Move comment about permanent generation to gcmodule.c (GH-17718)

The comment about the collection rules for the permanent generation was incorrectly referenced by a comment in gcmodule.c (the comment has been moved long ago into a header file). Moving the comment into the relevant code helps with readability and avoids broken references.
2019-12-27 21:55:56 +00:00 · 2019-12-27 21:55:56 +00:00 · 90913985b6
parent 91874bb071
commit 90913985b6
2 changed files with 34 additions and 38 deletions
--- a/Include/internal/pycore_pymem.h
+++ b/Include/internal/pycore_pymem.h
@ -16,42 +16,6 @@ extern "C" {
 /* If we change this, we need to change the default value in the
   signature of gc.collect. */
 #define NUM_GENERATIONS 3
 /*
   NOTE: about the counting of long-lived objects.
   To limit the cost of garbage collection, there are two strategies;
     - make each collection faster, e.g. by scanning fewer objects
     - do less collections
   This heuristic is about the latter strategy.
   In addition to the various configurable thresholds, we only trigger a
   full collection if the ratio
    long_lived_pending / long_lived_total
   is above a given value (hardwired to 25%).
   The reason is that, while "non-full" collections (i.e., collections of
   the young and middle generations) will always examine roughly the same
   number of objects -- determined by the aforementioned thresholds --,
   the cost of a full collection is proportional to the total number of
   long-lived objects, which is virtually unbounded.
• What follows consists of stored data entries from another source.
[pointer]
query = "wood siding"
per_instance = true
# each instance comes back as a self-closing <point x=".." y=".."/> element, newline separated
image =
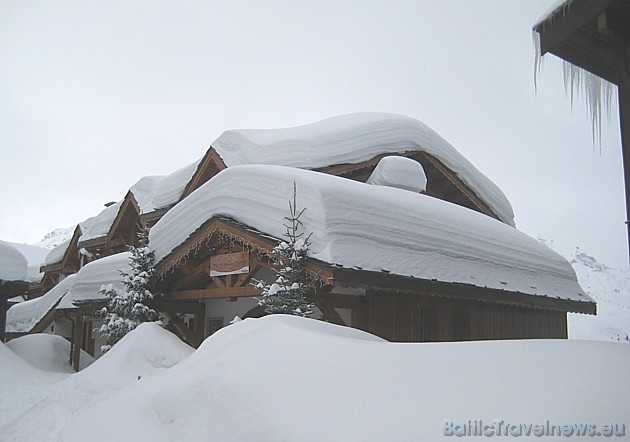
<point x="403" y="317"/>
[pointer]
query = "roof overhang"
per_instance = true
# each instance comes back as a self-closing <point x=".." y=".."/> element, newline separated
<point x="9" y="289"/>
<point x="590" y="34"/>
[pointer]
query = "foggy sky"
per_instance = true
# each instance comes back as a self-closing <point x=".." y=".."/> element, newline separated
<point x="95" y="95"/>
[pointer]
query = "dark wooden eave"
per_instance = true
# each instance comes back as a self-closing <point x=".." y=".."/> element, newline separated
<point x="335" y="275"/>
<point x="9" y="289"/>
<point x="591" y="34"/>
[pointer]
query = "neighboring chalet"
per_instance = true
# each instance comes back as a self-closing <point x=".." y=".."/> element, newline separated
<point x="410" y="241"/>
<point x="13" y="279"/>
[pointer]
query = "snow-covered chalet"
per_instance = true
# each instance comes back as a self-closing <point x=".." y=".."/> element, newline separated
<point x="409" y="240"/>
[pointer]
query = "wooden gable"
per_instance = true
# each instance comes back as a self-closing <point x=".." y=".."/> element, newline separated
<point x="67" y="266"/>
<point x="210" y="165"/>
<point x="442" y="183"/>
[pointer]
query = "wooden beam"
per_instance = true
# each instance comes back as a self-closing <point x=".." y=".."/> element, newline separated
<point x="214" y="293"/>
<point x="77" y="341"/>
<point x="329" y="312"/>
<point x="624" y="116"/>
<point x="200" y="269"/>
<point x="564" y="25"/>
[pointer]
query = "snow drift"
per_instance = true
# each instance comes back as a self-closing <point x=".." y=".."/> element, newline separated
<point x="47" y="352"/>
<point x="288" y="378"/>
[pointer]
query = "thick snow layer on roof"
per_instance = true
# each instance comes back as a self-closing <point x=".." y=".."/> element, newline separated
<point x="99" y="226"/>
<point x="351" y="139"/>
<point x="22" y="317"/>
<point x="35" y="257"/>
<point x="56" y="255"/>
<point x="375" y="228"/>
<point x="143" y="192"/>
<point x="168" y="190"/>
<point x="93" y="276"/>
<point x="156" y="192"/>
<point x="399" y="172"/>
<point x="13" y="264"/>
   Indeed, it has been remarked that doing a full collection every
   <constant number> of object creations entails a dramatic performance
   degradation in workloads which consist in creating and storing lots of
   long-lived objects (e.g. building a large list of GC-tracked objects would
   show quadratic performance, instead of linear as expected: see issue #4074).
   Using the above ratio, instead, yields amortized linear performance in
   the total number of objects (the effect of which can be summarized
   thusly: "each full garbage collection is more and more costly as the
   number of objects grows, but we do fewer and fewer of them").
   This heuristic was suggested by Martin von Löwis on python-dev in
   June 2008. His original analysis and proposal can be found at:
    http://mail.python.org/pipermail/python-dev/2008-June/080579.html
 */
 /*
   NOTE: about untracking of mutable objects.
--- a/Modules/gcmodule.c
+++ b/Modules/gcmodule.c
@ -1381,8 +1381,40 @@ collect_generations(PyThreadState *tstate)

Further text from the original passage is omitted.